This is how Peter Lugers does it, but they dry age their beef. But they add nothing more than salt and butter. It's so good you moan when you eat it.


----------



## Nor-tah (Dec 16, 2007)

+1 on the Costco meat. I baught three ribeyes there a month ago. Best steaks I have ever had outside a restaurant.


----------



## Gumbo (Sep 22, 2007)

Nor-tah said:


> +1 on the Costco meat. I baught three ribeyes there a month ago. Best steaks I have ever had outside a restaurant.


Outside a restaurant? You must be eating at some very high-end steakhouses. There only a couple of them in Utah that serve a better steak than you can easily make at home.

Speaking of which, have you ever deep-fried a ribeye?

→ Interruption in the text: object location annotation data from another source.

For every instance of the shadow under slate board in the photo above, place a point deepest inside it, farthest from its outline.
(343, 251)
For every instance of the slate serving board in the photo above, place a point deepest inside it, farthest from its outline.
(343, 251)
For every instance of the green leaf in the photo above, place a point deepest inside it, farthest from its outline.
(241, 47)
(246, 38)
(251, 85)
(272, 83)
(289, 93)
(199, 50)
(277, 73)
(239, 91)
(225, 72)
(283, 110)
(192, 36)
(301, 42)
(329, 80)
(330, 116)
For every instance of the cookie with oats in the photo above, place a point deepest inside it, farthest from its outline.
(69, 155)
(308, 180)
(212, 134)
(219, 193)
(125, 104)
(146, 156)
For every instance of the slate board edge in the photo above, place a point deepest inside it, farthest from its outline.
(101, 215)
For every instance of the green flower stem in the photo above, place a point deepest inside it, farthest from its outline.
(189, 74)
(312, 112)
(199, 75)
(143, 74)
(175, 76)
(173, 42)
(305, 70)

It sounds wrong (though not as wrong as deep-frying a prime rib roast), but it's amazingly fantastic. You only want to leave it in the oil for 2-3 minutes to cook it med-rare, but it's turns out amazingly great.


----------



## Nor-tah (Dec 16, 2007)

I have had a few steaks that were amazing in a restaurant. Ruths Chris a couple times and Mastros in Scottsdale. Still havent had to pay for one myself 8) Dry aged beef is sooo good.

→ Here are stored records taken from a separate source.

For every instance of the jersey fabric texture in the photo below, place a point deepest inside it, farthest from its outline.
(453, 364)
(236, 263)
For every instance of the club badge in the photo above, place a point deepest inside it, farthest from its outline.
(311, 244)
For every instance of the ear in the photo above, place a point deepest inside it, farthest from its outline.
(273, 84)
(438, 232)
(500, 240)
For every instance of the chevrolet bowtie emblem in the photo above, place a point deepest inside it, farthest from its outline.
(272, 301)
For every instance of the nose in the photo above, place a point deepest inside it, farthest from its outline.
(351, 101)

What kind of oil do you use for frying them?!


----------



## .45 (Sep 21, 2007)

> There only a couple of them in Utah that serve a better steak than you can easily make at home.


I can agree with that !!


----------



## Packfish (Oct 30, 2007)

Buy your own beef- cut your own steaks- put a light coating on of sea salt and then cook on grill however you like them though I can't imagine having a steak anything more than medium rare. Just don't bring out the Ketchup Please


----------



## pkred (Jul 9, 2009)

I tried the sea salt and the wicked hot pan for 2 min on each side. Thick new york..... That was some good stake thanks guy's.


----------



## Gumbo (Sep 22, 2007)

Nor-tah said:


> What kind of oil do you use for frying them?!


I use peanut oil, from the same jug I use for frying turkeys, french fries, etc. Try it sometime, you'll like it!


----------